Sure, if it was just concrete that disappeared, I could believe that. But simultaneously, nearly all fuel-intensive luxuries disappear. And a lot of them, including concrete, suddenly reappear when new cheap fuel sources become available. That makes it really plausible to me that fuel is indeed the crucial element.
So I think that the explanations for the gradual spread of ever more intense agriculture are:
The population growth explanation: people gradually adopted more intense agriculture because population density rose, meaning they had to or they would starve.
The technological diffusion model: intensive agriculture was highly complex and non-obvious. The tech for it was developed in a few places and then gradually diffused. The causal link between pop and intensive agriculture is that intensive agriculture caused higher, more concentrated populations rather than being caused by it.
Why do I tend towards the latter hypothesis? A few reasons:
In pre-modern civilizations, population growth is exponential or at least very rapid.
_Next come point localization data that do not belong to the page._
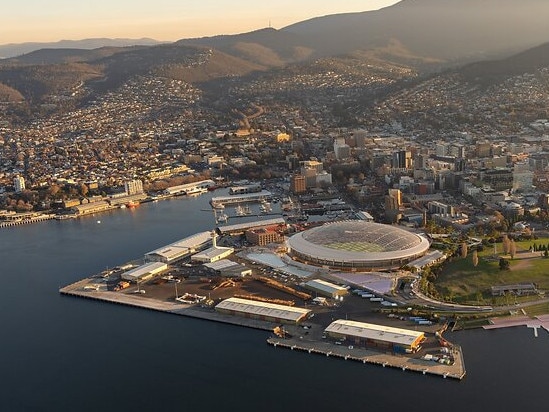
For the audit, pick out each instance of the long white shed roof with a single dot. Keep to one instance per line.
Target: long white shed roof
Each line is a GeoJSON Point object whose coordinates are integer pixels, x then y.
{"type": "Point", "coordinates": [373, 331]}
{"type": "Point", "coordinates": [263, 308]}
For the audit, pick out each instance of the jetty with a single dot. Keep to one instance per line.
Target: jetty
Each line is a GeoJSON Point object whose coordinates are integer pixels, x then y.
{"type": "Point", "coordinates": [383, 359]}
{"type": "Point", "coordinates": [96, 289]}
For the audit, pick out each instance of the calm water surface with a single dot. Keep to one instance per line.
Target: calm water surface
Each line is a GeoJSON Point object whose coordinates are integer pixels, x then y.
{"type": "Point", "coordinates": [61, 353]}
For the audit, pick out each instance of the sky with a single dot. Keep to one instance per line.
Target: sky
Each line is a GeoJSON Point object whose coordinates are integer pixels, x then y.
{"type": "Point", "coordinates": [52, 20]}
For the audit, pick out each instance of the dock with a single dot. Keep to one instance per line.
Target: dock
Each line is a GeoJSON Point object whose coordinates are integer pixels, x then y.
{"type": "Point", "coordinates": [383, 359]}
{"type": "Point", "coordinates": [82, 289]}
{"type": "Point", "coordinates": [93, 288]}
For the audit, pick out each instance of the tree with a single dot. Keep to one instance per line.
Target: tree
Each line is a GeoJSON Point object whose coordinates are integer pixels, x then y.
{"type": "Point", "coordinates": [504, 264]}
{"type": "Point", "coordinates": [84, 189]}
{"type": "Point", "coordinates": [512, 249]}
{"type": "Point", "coordinates": [475, 258]}
{"type": "Point", "coordinates": [506, 244]}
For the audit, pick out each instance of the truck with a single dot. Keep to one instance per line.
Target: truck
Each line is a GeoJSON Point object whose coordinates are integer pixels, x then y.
{"type": "Point", "coordinates": [123, 284]}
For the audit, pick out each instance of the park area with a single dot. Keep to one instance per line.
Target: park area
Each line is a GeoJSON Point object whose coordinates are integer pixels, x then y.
{"type": "Point", "coordinates": [461, 281]}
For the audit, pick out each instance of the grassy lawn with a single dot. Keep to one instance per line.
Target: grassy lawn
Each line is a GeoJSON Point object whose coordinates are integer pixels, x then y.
{"type": "Point", "coordinates": [463, 282]}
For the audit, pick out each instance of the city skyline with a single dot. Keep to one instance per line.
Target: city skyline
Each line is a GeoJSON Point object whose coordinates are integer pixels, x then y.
{"type": "Point", "coordinates": [164, 20]}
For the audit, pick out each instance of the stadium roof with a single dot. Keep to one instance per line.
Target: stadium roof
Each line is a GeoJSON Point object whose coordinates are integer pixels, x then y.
{"type": "Point", "coordinates": [375, 332]}
{"type": "Point", "coordinates": [358, 241]}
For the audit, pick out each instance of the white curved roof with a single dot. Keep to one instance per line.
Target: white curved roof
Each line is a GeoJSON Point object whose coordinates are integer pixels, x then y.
{"type": "Point", "coordinates": [358, 241]}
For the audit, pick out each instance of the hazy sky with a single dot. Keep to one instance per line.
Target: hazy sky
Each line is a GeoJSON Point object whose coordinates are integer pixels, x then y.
{"type": "Point", "coordinates": [52, 20]}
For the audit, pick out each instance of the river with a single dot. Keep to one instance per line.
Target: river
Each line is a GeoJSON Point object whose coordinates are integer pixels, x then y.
{"type": "Point", "coordinates": [61, 353]}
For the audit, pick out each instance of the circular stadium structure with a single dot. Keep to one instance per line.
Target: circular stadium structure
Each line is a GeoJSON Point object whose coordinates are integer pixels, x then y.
{"type": "Point", "coordinates": [357, 245]}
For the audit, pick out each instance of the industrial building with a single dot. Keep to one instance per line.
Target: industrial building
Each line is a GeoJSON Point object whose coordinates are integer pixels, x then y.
{"type": "Point", "coordinates": [375, 336]}
{"type": "Point", "coordinates": [180, 249]}
{"type": "Point", "coordinates": [183, 189]}
{"type": "Point", "coordinates": [269, 312]}
{"type": "Point", "coordinates": [265, 235]}
{"type": "Point", "coordinates": [249, 197]}
{"type": "Point", "coordinates": [212, 254]}
{"type": "Point", "coordinates": [326, 288]}
{"type": "Point", "coordinates": [144, 272]}
{"type": "Point", "coordinates": [228, 268]}
{"type": "Point", "coordinates": [240, 190]}
{"type": "Point", "coordinates": [241, 228]}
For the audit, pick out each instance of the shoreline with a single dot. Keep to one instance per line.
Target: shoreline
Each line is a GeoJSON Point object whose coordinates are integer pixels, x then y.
{"type": "Point", "coordinates": [366, 356]}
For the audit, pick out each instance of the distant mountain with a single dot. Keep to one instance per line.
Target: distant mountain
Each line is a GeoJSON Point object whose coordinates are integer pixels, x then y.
{"type": "Point", "coordinates": [14, 50]}
{"type": "Point", "coordinates": [267, 47]}
{"type": "Point", "coordinates": [494, 71]}
{"type": "Point", "coordinates": [447, 30]}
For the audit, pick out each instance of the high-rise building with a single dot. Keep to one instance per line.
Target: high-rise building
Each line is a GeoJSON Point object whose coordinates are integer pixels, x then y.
{"type": "Point", "coordinates": [341, 149]}
{"type": "Point", "coordinates": [19, 183]}
{"type": "Point", "coordinates": [298, 184]}
{"type": "Point", "coordinates": [133, 187]}
{"type": "Point", "coordinates": [402, 159]}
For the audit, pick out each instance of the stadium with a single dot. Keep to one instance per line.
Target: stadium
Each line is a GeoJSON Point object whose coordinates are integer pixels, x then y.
{"type": "Point", "coordinates": [357, 245]}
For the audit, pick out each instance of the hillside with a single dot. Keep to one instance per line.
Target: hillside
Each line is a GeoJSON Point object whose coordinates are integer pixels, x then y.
{"type": "Point", "coordinates": [494, 71]}
{"type": "Point", "coordinates": [266, 47]}
{"type": "Point", "coordinates": [450, 30]}
{"type": "Point", "coordinates": [9, 95]}
{"type": "Point", "coordinates": [18, 49]}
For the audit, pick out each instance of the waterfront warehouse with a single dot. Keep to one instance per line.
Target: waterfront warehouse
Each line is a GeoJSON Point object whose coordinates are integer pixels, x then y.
{"type": "Point", "coordinates": [241, 228]}
{"type": "Point", "coordinates": [180, 249]}
{"type": "Point", "coordinates": [326, 288]}
{"type": "Point", "coordinates": [357, 245]}
{"type": "Point", "coordinates": [144, 272]}
{"type": "Point", "coordinates": [374, 336]}
{"type": "Point", "coordinates": [269, 312]}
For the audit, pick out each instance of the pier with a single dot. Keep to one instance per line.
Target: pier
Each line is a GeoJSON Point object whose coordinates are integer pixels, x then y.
{"type": "Point", "coordinates": [95, 288]}
{"type": "Point", "coordinates": [383, 359]}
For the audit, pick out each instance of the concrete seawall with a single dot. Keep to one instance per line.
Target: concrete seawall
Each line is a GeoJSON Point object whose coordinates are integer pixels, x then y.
{"type": "Point", "coordinates": [85, 289]}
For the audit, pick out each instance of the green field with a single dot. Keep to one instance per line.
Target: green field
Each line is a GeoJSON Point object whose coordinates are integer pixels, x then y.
{"type": "Point", "coordinates": [462, 282]}
{"type": "Point", "coordinates": [361, 247]}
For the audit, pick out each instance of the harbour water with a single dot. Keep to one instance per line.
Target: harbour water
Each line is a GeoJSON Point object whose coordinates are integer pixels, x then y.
{"type": "Point", "coordinates": [67, 354]}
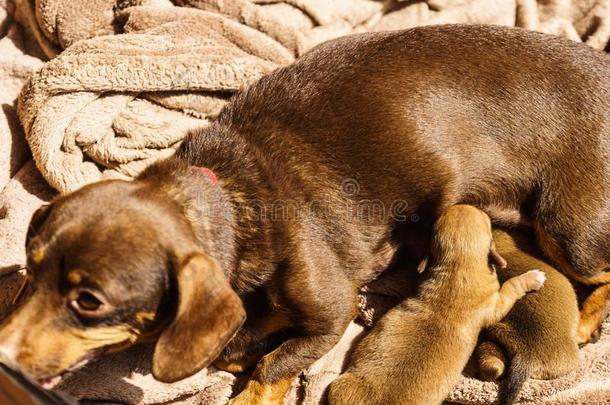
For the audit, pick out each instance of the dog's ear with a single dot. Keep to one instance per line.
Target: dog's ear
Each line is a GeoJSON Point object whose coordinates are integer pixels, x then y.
{"type": "Point", "coordinates": [38, 218]}
{"type": "Point", "coordinates": [495, 258]}
{"type": "Point", "coordinates": [423, 265]}
{"type": "Point", "coordinates": [208, 314]}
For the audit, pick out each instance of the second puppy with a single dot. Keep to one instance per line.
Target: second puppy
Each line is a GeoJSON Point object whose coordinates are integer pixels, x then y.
{"type": "Point", "coordinates": [539, 333]}
{"type": "Point", "coordinates": [416, 352]}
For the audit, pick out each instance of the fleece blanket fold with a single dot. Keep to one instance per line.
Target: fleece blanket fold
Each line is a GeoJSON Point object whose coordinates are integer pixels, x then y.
{"type": "Point", "coordinates": [124, 80]}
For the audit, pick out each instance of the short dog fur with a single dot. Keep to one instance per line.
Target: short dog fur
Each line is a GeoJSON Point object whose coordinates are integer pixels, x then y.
{"type": "Point", "coordinates": [419, 349]}
{"type": "Point", "coordinates": [539, 333]}
{"type": "Point", "coordinates": [414, 121]}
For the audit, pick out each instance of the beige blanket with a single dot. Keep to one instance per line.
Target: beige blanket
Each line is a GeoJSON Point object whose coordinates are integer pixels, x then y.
{"type": "Point", "coordinates": [131, 82]}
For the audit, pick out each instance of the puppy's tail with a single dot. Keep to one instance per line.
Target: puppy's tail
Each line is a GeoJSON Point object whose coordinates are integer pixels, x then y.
{"type": "Point", "coordinates": [517, 375]}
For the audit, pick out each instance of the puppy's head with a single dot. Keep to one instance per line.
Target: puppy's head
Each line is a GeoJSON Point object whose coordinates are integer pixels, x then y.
{"type": "Point", "coordinates": [462, 237]}
{"type": "Point", "coordinates": [111, 264]}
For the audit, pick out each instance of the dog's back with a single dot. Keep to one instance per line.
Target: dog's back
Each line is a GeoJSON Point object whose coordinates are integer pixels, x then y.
{"type": "Point", "coordinates": [436, 116]}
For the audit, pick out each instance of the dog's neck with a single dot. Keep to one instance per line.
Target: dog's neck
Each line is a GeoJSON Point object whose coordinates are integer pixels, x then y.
{"type": "Point", "coordinates": [223, 203]}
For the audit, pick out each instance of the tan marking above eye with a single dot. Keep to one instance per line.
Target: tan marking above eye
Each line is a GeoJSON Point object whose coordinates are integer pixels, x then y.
{"type": "Point", "coordinates": [142, 317]}
{"type": "Point", "coordinates": [38, 255]}
{"type": "Point", "coordinates": [75, 277]}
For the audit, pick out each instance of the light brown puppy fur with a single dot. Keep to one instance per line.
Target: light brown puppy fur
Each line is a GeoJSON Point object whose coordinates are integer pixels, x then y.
{"type": "Point", "coordinates": [415, 354]}
{"type": "Point", "coordinates": [539, 333]}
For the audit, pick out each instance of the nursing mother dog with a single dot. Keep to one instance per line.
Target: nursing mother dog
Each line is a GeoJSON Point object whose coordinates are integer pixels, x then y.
{"type": "Point", "coordinates": [188, 255]}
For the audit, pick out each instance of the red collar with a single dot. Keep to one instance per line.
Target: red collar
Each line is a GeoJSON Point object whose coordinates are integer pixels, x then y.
{"type": "Point", "coordinates": [209, 173]}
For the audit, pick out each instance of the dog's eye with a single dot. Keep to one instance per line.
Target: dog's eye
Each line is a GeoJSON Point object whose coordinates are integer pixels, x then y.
{"type": "Point", "coordinates": [86, 302]}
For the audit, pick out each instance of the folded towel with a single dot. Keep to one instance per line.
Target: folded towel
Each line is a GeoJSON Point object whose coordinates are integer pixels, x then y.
{"type": "Point", "coordinates": [110, 105]}
{"type": "Point", "coordinates": [15, 68]}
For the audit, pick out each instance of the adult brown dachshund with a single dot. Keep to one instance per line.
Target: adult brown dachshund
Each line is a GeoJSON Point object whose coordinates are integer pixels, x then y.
{"type": "Point", "coordinates": [304, 188]}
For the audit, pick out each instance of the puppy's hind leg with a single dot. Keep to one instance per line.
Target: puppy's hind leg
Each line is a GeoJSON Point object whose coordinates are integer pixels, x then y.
{"type": "Point", "coordinates": [349, 389]}
{"type": "Point", "coordinates": [594, 311]}
{"type": "Point", "coordinates": [490, 360]}
{"type": "Point", "coordinates": [512, 290]}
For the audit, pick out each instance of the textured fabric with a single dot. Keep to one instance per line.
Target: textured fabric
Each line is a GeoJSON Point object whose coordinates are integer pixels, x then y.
{"type": "Point", "coordinates": [108, 105]}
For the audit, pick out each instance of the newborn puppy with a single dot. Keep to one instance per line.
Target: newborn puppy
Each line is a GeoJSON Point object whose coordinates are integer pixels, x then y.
{"type": "Point", "coordinates": [415, 354]}
{"type": "Point", "coordinates": [539, 333]}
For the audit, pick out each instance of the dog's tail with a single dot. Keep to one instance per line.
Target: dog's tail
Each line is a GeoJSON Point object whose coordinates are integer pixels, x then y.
{"type": "Point", "coordinates": [517, 375]}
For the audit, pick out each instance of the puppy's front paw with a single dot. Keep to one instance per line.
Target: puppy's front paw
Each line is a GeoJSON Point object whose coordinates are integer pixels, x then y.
{"type": "Point", "coordinates": [534, 280]}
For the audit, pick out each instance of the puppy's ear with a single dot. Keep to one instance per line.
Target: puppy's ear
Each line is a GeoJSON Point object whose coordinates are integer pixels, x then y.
{"type": "Point", "coordinates": [38, 218]}
{"type": "Point", "coordinates": [423, 265]}
{"type": "Point", "coordinates": [208, 314]}
{"type": "Point", "coordinates": [495, 258]}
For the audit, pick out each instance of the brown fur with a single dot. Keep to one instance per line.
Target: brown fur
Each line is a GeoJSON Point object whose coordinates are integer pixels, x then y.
{"type": "Point", "coordinates": [539, 333]}
{"type": "Point", "coordinates": [416, 353]}
{"type": "Point", "coordinates": [412, 122]}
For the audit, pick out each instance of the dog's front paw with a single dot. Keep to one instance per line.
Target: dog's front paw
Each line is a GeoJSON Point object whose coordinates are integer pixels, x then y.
{"type": "Point", "coordinates": [534, 280]}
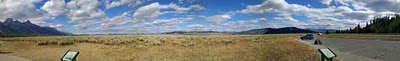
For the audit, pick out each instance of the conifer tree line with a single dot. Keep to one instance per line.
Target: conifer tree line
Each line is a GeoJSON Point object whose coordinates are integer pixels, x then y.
{"type": "Point", "coordinates": [386, 24]}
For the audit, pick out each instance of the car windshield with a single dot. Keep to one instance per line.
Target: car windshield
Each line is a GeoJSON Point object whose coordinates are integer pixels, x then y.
{"type": "Point", "coordinates": [200, 30]}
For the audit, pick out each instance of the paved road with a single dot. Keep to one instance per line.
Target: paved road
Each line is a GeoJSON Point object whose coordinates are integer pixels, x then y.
{"type": "Point", "coordinates": [375, 49]}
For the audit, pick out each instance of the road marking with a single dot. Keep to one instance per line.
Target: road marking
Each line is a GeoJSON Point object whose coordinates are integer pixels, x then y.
{"type": "Point", "coordinates": [358, 49]}
{"type": "Point", "coordinates": [375, 57]}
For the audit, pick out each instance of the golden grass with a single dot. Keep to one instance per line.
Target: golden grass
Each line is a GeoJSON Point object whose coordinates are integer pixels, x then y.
{"type": "Point", "coordinates": [276, 47]}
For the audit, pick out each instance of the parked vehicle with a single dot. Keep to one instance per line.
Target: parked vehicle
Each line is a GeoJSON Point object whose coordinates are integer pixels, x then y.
{"type": "Point", "coordinates": [307, 37]}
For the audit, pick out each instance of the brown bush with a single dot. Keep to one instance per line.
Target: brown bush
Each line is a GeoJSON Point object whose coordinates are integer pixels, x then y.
{"type": "Point", "coordinates": [65, 43]}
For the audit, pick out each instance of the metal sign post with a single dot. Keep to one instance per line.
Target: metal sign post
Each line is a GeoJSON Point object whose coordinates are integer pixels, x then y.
{"type": "Point", "coordinates": [326, 54]}
{"type": "Point", "coordinates": [70, 56]}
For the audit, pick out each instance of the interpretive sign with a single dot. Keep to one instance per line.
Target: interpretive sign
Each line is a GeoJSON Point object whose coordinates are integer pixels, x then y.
{"type": "Point", "coordinates": [70, 56]}
{"type": "Point", "coordinates": [327, 54]}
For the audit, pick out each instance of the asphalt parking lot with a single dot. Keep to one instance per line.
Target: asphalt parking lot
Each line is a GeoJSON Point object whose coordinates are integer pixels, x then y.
{"type": "Point", "coordinates": [375, 49]}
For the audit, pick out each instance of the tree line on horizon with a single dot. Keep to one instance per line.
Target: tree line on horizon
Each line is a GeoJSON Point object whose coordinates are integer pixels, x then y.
{"type": "Point", "coordinates": [386, 24]}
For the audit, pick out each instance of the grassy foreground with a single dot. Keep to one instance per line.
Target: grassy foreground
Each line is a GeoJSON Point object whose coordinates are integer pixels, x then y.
{"type": "Point", "coordinates": [275, 47]}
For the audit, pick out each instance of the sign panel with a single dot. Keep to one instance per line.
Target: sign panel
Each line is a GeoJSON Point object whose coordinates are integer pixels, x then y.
{"type": "Point", "coordinates": [70, 56]}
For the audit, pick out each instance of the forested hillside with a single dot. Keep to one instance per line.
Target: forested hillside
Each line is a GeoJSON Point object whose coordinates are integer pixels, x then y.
{"type": "Point", "coordinates": [387, 24]}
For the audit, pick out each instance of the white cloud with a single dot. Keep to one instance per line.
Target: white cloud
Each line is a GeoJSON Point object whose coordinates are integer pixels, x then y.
{"type": "Point", "coordinates": [149, 11]}
{"type": "Point", "coordinates": [153, 10]}
{"type": "Point", "coordinates": [169, 22]}
{"type": "Point", "coordinates": [54, 7]}
{"type": "Point", "coordinates": [123, 2]}
{"type": "Point", "coordinates": [81, 10]}
{"type": "Point", "coordinates": [22, 10]}
{"type": "Point", "coordinates": [327, 2]}
{"type": "Point", "coordinates": [219, 18]}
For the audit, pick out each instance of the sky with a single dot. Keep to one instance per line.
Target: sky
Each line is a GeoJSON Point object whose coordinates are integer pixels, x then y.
{"type": "Point", "coordinates": [157, 16]}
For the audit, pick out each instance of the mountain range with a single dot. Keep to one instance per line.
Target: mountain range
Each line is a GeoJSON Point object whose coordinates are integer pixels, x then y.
{"type": "Point", "coordinates": [253, 31]}
{"type": "Point", "coordinates": [276, 31]}
{"type": "Point", "coordinates": [15, 27]}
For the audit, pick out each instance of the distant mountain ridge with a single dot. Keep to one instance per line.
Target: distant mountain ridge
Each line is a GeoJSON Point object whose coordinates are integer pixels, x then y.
{"type": "Point", "coordinates": [193, 32]}
{"type": "Point", "coordinates": [253, 31]}
{"type": "Point", "coordinates": [16, 27]}
{"type": "Point", "coordinates": [277, 31]}
{"type": "Point", "coordinates": [322, 30]}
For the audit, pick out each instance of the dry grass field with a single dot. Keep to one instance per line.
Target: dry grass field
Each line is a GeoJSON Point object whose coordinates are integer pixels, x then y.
{"type": "Point", "coordinates": [275, 47]}
{"type": "Point", "coordinates": [391, 37]}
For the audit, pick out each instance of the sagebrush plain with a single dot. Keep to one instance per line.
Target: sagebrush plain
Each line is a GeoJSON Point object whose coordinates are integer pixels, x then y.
{"type": "Point", "coordinates": [272, 47]}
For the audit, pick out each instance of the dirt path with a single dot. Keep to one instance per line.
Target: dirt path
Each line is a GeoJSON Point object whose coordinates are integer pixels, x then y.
{"type": "Point", "coordinates": [4, 57]}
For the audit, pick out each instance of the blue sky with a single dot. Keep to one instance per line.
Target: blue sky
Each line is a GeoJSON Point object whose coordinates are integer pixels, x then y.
{"type": "Point", "coordinates": [156, 16]}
This means that if it indeed was pop density growth driving agriculture, we would expect to see far rapider adoption of it in, say, non costal europe where it took close to a thousand years after the greeks had it.
Related to the above, most pre modern societies were at the malthusian limit due to unrestrained population growth. Famines were common and starvation was a real risk most people would face multiple times in their lives. Hence I don’t think people in these societies lacked an incentive to grow more food more efficiently, even if doing so was hard. I think they just couldn’t.